Did you know that one of the most important things you can do to build muscle size is to start focusing on the negatives?
Newbie lifters like me sometimes forget how important the negative portion of a repetition is. When you do any type of lift, you have a positive (or raising) portion and a negative (or lowering) portion of that lift. You want the muscle to be under tension regardless of whether you're lifting up or lifting down. You don't want to lift the weight up and then just let the weight drop due to gravity. Some people might argue that the most important part of the rep is the positive. That may be true but only because it puts you in a position to do the negative part of the rep. Experienced lifters focus all the time on getting the most out of the negative portion of the exercise. With a concentration on the negative or eccentric portion of the rep, you elicit more muscle growth response from your body and ensure that your muscles are growing and benefiting from every workout.

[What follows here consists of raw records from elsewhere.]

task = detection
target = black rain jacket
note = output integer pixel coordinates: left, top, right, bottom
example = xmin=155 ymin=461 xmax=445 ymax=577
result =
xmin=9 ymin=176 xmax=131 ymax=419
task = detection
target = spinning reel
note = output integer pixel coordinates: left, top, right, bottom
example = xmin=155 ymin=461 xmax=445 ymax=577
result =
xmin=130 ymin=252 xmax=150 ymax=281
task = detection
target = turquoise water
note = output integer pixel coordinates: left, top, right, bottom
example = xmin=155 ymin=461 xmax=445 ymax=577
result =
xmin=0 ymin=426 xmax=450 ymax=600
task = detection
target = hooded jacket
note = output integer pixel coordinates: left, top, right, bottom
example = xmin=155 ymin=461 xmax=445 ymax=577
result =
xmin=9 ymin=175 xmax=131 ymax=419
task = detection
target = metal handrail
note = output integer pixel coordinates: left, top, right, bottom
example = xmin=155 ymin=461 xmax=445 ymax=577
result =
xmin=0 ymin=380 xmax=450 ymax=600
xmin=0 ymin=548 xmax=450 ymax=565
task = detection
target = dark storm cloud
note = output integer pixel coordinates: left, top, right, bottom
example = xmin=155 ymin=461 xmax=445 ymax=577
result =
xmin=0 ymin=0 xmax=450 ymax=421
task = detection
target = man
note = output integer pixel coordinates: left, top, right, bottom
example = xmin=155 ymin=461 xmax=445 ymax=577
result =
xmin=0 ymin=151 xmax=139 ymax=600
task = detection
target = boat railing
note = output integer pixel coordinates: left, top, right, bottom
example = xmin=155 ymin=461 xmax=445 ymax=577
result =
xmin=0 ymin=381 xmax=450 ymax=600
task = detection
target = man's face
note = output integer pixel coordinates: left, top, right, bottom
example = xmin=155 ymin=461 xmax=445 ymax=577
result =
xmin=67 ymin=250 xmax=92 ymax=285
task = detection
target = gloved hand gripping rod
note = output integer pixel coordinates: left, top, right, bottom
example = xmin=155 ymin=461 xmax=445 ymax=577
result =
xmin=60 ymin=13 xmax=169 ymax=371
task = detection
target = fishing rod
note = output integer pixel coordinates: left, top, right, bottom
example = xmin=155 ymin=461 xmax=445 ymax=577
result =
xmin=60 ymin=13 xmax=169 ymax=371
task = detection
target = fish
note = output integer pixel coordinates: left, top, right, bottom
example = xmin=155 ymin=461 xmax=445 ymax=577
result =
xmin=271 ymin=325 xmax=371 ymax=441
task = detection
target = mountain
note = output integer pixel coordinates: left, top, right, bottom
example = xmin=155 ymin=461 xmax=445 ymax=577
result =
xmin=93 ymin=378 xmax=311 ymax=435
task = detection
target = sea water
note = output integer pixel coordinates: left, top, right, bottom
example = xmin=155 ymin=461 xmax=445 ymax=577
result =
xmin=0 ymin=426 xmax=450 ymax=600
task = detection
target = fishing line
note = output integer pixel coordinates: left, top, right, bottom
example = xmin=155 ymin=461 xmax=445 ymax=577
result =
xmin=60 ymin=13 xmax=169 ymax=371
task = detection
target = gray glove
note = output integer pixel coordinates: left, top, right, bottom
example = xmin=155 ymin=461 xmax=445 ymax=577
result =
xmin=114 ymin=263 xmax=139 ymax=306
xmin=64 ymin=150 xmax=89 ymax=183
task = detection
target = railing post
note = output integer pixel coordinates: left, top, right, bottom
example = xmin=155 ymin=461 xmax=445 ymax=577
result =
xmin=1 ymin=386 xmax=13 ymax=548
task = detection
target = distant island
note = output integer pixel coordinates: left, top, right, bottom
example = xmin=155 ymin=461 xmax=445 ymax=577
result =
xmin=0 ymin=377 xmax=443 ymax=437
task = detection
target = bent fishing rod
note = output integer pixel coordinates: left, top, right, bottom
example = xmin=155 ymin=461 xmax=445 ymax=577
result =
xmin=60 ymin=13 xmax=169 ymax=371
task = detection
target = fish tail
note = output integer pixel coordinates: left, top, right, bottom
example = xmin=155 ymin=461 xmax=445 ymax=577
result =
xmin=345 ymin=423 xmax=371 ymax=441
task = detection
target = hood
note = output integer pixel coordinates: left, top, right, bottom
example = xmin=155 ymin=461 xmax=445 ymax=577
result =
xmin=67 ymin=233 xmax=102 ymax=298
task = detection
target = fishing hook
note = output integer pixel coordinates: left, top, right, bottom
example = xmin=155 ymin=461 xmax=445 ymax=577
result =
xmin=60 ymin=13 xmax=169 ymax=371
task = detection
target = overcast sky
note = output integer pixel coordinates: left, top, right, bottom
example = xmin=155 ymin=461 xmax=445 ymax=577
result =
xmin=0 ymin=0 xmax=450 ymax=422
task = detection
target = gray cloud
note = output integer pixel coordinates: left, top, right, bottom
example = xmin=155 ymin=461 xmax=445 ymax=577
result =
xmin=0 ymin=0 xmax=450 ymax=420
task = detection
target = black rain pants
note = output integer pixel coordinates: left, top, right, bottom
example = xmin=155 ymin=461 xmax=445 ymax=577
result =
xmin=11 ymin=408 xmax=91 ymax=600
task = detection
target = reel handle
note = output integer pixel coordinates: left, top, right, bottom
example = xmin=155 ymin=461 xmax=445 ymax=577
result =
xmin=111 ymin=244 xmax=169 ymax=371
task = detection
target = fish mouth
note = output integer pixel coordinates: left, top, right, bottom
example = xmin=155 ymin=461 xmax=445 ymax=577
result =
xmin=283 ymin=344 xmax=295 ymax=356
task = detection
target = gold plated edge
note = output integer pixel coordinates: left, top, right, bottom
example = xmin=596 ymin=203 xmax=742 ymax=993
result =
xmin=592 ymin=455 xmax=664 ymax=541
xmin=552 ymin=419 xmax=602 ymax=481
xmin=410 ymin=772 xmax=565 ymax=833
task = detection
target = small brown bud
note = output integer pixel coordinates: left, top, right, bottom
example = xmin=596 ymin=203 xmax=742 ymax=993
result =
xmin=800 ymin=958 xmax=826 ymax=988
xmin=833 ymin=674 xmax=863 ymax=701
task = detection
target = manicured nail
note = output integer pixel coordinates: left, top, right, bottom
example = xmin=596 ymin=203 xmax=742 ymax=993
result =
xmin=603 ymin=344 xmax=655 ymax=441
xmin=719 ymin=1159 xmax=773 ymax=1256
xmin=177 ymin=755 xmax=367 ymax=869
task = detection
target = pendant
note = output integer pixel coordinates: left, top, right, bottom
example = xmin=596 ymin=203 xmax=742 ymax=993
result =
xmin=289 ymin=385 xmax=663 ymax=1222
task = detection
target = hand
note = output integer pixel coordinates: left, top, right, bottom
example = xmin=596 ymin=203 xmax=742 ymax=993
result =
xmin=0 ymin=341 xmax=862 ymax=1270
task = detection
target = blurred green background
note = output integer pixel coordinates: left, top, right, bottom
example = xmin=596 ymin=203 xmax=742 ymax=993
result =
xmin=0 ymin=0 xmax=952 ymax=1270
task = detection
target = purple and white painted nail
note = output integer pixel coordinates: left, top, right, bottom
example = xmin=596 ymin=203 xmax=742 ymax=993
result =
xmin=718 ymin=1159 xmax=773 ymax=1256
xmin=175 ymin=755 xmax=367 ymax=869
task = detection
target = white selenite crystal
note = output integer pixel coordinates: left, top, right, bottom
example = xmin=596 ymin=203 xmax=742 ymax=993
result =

When I started lifting, I was looking for ways to get over my slow biceps gains, but it was all concentric (raising) focused. But when I tried heavy eccentric sets, it was immediately clear to me that they were the missing piece of the puzzle.
I've noticed consistent biceps gains every week ever since.
Thus, in lifting, positive is good, but negative is best.
You know me, so you know that I'm going to apply all this to our spiritual lives. Jesus often warned his followers that they would have "negatives" (i.e., troubles) in life (John 16:33). Paul likewise told his converts that they would have to "go through many hardships to enter the kingdom of God" (Acts 14:22). It's always been this way with believers. We can't avoid trials. I can't. You can't. Nor should we want to. The perfection of our Christian character is best achieved through the negatives in life, not the positives. Just as in lifting we can't rush the lowering part of the rep, so in the Christian life we can't hasten perseverance in trials. We have to let the testing run its normal course. This is not a call to some morbid fascination with suffering. All I am saying is what every New Testament writer says: the negatives in life have the potential to draw us to God and grow us in grace. Without the negatives in our lives, we are doomed to perpetual immaturity.
To grow into Christian maturity is to lay down the wisdom of the weak and lazy ("just let the weight drop") and to take up the wisdom of the strong and mature ("let the weight down slowly even though it's harder").